On the floor lies a watch, forgotten in the haste of exiting passengers. It blinks 6:34 AM. The blue, faux-leather seats are old and cracking. Some of them no longer recline, their levers permanently depressed. Others have seatbelts hardly willing to click.
Seat 2A is cleaner, straighter, like a Captain’s seat. Its pocket is half-full. SkyMall, the Autumn 2001 edition, needs replacing, but the page “767-222 Layout” is durable. Its laminated corners are sharp with importance, sharp with the first-class flawlessness of something little used. A stub is under the seat, torn where the agent missed the serrations. It was left behind during an arrival, the last of its day. It was lucky.

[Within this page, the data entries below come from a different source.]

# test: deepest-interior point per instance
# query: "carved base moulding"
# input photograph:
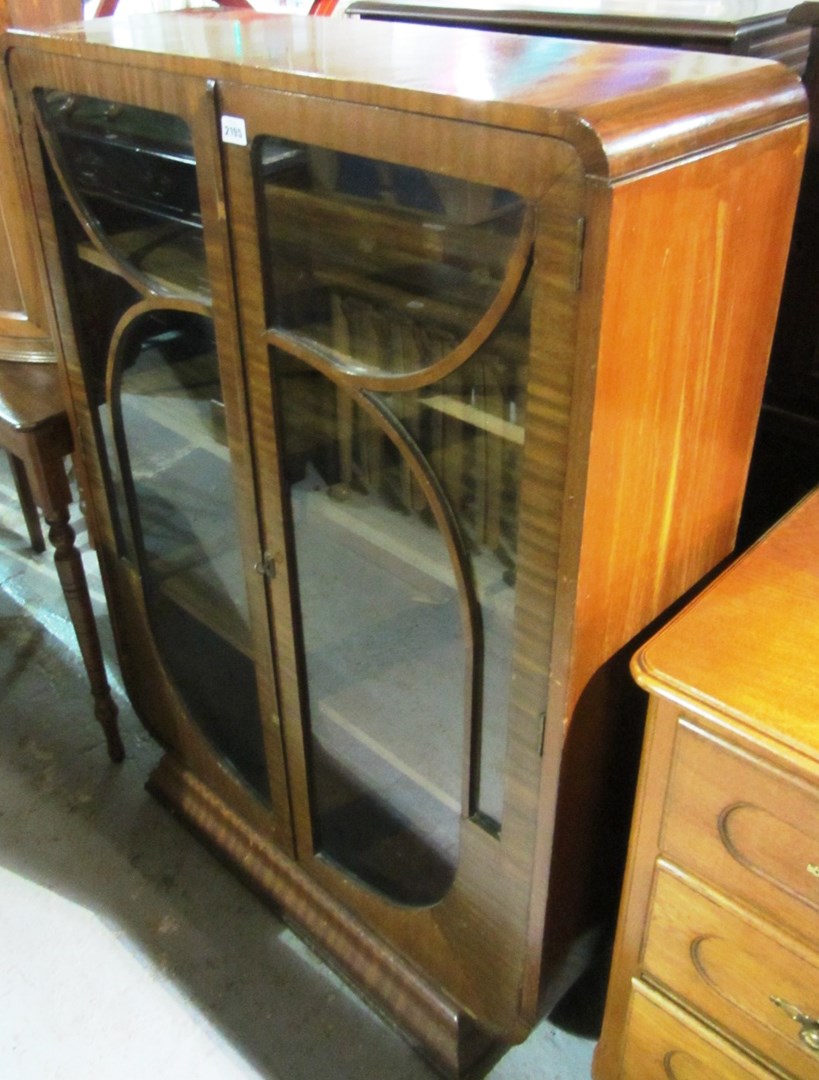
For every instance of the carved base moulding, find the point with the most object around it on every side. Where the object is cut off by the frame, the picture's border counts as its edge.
(442, 1031)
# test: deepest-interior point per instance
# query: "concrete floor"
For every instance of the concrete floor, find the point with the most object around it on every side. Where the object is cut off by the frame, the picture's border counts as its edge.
(126, 949)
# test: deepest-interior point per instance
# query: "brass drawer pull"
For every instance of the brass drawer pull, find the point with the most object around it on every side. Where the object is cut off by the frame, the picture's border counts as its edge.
(808, 1026)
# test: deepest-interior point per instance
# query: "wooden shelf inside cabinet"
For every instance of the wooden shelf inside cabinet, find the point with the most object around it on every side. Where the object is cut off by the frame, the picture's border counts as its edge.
(717, 925)
(459, 347)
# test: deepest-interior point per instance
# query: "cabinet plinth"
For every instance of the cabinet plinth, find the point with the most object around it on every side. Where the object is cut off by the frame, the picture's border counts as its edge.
(406, 402)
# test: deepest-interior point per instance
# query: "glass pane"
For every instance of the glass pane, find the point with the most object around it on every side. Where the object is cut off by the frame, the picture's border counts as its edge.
(384, 642)
(177, 474)
(156, 400)
(469, 428)
(392, 269)
(363, 255)
(133, 172)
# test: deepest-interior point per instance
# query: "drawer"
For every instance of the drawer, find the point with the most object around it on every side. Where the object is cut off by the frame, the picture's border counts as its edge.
(728, 964)
(663, 1042)
(746, 825)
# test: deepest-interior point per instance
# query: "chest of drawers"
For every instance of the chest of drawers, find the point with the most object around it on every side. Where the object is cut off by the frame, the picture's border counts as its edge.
(716, 959)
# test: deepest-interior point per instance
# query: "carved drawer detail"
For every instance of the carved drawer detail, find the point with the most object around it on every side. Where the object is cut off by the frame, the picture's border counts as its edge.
(744, 825)
(757, 984)
(665, 1043)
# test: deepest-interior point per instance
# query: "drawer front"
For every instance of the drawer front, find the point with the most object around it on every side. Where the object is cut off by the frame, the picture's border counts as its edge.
(662, 1042)
(729, 966)
(744, 825)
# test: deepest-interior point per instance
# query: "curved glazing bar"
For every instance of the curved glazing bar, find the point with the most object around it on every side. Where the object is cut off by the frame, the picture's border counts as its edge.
(136, 277)
(390, 633)
(370, 262)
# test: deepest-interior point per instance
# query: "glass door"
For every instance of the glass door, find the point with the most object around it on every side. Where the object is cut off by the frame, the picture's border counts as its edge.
(164, 407)
(392, 359)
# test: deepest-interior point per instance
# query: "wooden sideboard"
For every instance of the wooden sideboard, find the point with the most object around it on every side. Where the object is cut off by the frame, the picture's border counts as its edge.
(404, 366)
(715, 970)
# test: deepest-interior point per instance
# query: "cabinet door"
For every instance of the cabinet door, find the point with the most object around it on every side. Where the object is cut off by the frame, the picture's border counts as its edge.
(132, 186)
(407, 299)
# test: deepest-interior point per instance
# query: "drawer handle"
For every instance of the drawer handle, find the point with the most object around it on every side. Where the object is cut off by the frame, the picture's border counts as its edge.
(808, 1026)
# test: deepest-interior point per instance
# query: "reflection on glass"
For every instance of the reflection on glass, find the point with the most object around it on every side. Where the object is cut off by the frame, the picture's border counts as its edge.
(132, 171)
(120, 175)
(406, 629)
(363, 255)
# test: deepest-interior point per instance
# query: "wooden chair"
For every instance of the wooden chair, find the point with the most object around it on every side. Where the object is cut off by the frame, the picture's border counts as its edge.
(36, 434)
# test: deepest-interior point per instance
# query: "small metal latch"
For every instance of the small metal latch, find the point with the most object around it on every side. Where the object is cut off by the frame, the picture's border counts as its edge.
(266, 566)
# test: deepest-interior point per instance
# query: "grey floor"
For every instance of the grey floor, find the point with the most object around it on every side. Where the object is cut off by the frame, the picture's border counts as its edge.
(126, 950)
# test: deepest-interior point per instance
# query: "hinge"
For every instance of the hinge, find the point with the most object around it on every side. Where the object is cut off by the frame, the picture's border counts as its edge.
(579, 248)
(541, 740)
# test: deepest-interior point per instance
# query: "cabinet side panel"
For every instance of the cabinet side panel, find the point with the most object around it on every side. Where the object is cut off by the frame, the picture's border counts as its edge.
(694, 270)
(686, 329)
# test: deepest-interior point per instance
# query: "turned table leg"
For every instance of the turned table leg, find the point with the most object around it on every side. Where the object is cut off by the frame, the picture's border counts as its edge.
(76, 591)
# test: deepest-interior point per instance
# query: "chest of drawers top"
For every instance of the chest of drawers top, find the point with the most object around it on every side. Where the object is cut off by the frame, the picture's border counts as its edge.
(748, 646)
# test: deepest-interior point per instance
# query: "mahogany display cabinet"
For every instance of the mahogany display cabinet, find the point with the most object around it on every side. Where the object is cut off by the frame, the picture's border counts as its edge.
(414, 372)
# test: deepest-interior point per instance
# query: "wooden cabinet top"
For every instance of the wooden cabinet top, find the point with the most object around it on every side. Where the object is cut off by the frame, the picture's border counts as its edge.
(748, 646)
(625, 108)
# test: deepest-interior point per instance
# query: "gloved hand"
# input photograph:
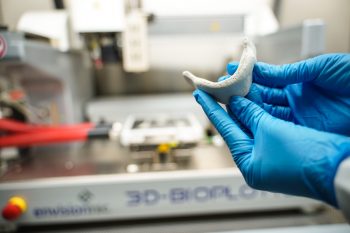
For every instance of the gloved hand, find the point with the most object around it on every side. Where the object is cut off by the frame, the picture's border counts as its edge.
(277, 155)
(313, 93)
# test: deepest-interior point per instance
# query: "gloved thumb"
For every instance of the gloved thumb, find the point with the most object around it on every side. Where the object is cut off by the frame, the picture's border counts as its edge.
(248, 113)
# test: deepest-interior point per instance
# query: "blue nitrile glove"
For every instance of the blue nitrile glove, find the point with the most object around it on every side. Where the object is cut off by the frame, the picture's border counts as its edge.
(313, 93)
(277, 155)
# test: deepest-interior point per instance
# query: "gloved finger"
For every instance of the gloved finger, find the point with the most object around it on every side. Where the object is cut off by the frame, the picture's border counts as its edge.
(274, 96)
(239, 124)
(232, 67)
(282, 112)
(248, 113)
(219, 118)
(222, 78)
(282, 75)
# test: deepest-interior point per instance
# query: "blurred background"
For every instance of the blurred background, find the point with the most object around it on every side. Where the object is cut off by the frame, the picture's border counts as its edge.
(99, 130)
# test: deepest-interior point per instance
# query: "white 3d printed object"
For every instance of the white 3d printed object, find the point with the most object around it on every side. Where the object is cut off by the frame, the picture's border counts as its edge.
(237, 84)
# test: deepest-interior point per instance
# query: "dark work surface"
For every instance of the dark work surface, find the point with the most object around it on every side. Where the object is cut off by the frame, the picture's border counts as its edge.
(205, 223)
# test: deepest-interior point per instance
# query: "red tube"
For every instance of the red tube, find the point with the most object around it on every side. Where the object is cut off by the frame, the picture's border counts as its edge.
(44, 137)
(19, 127)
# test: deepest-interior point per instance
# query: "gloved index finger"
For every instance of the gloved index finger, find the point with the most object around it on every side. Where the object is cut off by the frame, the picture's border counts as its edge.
(282, 75)
(220, 118)
(248, 113)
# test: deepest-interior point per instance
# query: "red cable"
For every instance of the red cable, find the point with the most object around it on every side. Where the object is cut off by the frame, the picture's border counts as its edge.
(41, 138)
(19, 127)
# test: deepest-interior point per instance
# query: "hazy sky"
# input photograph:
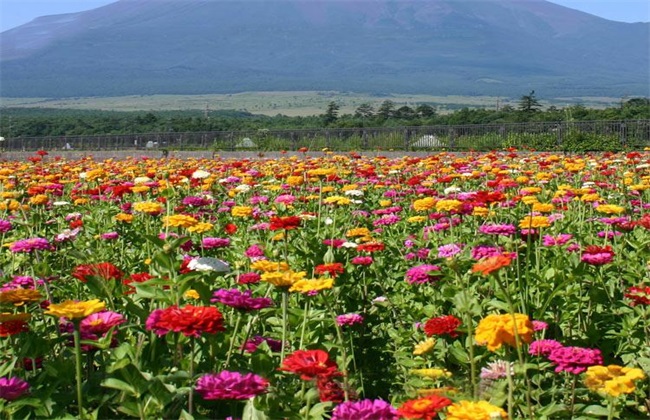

The stub says “LAX -> BOS. United Airlines 174.” This morning, the tickets will go the other way: BOS -> LAX.
Their number will be odd: “United Airlines 175.”
The sun is beginning to rise, a deep hue pounding into the plane’s fuselage, its rays absorbed by the steel hull. In the light, the plane’s long body seems to bend and break.
The front hatch opens. It’s almost time to go.
Inside, the little watch flickers. The time disappears, replaced by the date: “9/11/01.”